Wayland can use almost the entire stack as detailed above to get a framebuffer on your monitor up and running. Wayland still has a protocol, but it’s based around UNIX sockets and local resources. The biggest drastic change is that there is no /usr/bin/wayland binary running like there is a /usr/bin/Xorg. Instead, Wayland follows the modern desktop’s advice and moves all of this into the window manager process instead. These window managers, more accurately called “compositors” in Wayland terms, are actually in charge of pulling events from the kernel with a system like evdev, setting up a frame buffer using KMS and DRM, and displaying windows on the screen with whatever drawing stack they want, including OpenGL. While this may sound like a lot of code, since these subsystems have moved elsewhere, code to do all of these things would probably be on the order of 2000-3000 SLOC. Consider that the portion of mutter just to implement a sane window focus and stacking policy and synchronize it with the X server is around 4000-5000 SLOC, and maybe you’ll understand my fascination a bit more.

While Wayland does have a library that implementations of both clients and compositors probably should use, it’s simply a reference implementation of the specified Wayland protocol. Somebody could write a Wayland compositor entirely in Python or Ruby and implement the protocol in pure Python, without the help of a libwayland.

Wayland clients talk to the compositor and request a buffer. The compositor will hand them back a buffer that they can draw into, using OpenGL, cairo, or whatever. The compositor is at the discretion to do whatever it wants with that buffer – display it normally because it’s awesome, set it on fire because the application is being annoying, or spin it on a cube because we need more YouTube videos of Linux cube spinning.

The compositor is also in control of input and event handling. If you tried out the thing with setting the scale of the windows in GNOME Shell above, you may have been confused at first, and then figured out that your mouse corresponded to the untransformed window. This is because we weren’t actually affecting the X11 window itself, just changing how it gets displayed.

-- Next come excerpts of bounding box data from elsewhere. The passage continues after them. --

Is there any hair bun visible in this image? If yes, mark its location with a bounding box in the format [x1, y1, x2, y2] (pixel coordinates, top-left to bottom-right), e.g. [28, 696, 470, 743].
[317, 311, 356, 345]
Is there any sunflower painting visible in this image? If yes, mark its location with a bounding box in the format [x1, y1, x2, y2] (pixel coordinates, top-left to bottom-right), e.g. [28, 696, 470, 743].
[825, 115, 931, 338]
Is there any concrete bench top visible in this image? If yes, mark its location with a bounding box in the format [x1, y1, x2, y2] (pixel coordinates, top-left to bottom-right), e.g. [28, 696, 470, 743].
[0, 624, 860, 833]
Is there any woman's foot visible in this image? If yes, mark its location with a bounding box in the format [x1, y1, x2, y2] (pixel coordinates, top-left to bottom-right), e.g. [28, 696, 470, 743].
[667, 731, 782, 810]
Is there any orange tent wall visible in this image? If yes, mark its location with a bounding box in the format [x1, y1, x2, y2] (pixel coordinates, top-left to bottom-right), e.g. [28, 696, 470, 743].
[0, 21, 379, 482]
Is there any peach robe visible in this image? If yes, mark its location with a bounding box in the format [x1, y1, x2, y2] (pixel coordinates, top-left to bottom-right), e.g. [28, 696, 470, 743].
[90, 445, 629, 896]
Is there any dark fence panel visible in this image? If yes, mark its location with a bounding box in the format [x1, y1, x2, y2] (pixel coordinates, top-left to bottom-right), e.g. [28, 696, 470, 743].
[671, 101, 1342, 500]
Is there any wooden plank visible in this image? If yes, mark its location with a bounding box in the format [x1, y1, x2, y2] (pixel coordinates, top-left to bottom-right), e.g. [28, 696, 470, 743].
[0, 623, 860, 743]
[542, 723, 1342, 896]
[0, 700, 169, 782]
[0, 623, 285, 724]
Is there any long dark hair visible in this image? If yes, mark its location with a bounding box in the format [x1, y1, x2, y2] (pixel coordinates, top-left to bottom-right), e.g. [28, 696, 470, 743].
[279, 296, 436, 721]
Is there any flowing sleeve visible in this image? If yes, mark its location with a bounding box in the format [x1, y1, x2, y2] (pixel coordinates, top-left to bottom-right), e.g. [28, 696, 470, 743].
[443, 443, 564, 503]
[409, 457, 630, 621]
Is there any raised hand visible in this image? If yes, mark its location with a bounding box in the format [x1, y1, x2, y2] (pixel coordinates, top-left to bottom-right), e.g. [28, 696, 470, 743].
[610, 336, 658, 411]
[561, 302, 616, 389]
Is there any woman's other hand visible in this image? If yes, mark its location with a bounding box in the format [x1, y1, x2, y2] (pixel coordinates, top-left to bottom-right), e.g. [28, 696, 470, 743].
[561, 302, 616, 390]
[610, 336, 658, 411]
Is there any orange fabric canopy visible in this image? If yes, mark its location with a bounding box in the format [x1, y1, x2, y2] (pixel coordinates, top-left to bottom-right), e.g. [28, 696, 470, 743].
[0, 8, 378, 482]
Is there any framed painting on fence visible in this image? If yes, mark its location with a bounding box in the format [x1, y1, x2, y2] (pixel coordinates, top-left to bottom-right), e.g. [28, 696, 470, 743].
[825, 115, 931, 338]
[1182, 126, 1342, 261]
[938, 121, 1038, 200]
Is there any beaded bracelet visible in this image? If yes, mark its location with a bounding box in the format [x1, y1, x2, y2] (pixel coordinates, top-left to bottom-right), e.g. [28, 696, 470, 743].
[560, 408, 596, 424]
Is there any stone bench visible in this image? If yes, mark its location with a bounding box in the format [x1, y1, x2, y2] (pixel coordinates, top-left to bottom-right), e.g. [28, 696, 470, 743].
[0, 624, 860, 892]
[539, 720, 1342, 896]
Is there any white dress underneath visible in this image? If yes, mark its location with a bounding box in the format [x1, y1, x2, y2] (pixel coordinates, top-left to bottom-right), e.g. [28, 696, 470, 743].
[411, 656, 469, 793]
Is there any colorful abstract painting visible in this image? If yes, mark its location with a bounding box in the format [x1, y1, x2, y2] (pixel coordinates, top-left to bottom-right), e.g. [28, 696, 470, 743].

The X server keeps track of where windows are, and it’s up to the compositing window manager to display them where the X server thinks it is, otherwise, confusion happens.

Since a Wayland compositor is in charge of reading from evdev and giving windows events, it probably has a much better idea of where a window is, and can do the transformations internally, meaning that not only can we spin windows on a cube temporarily, we will be able to interact with windows on a cube.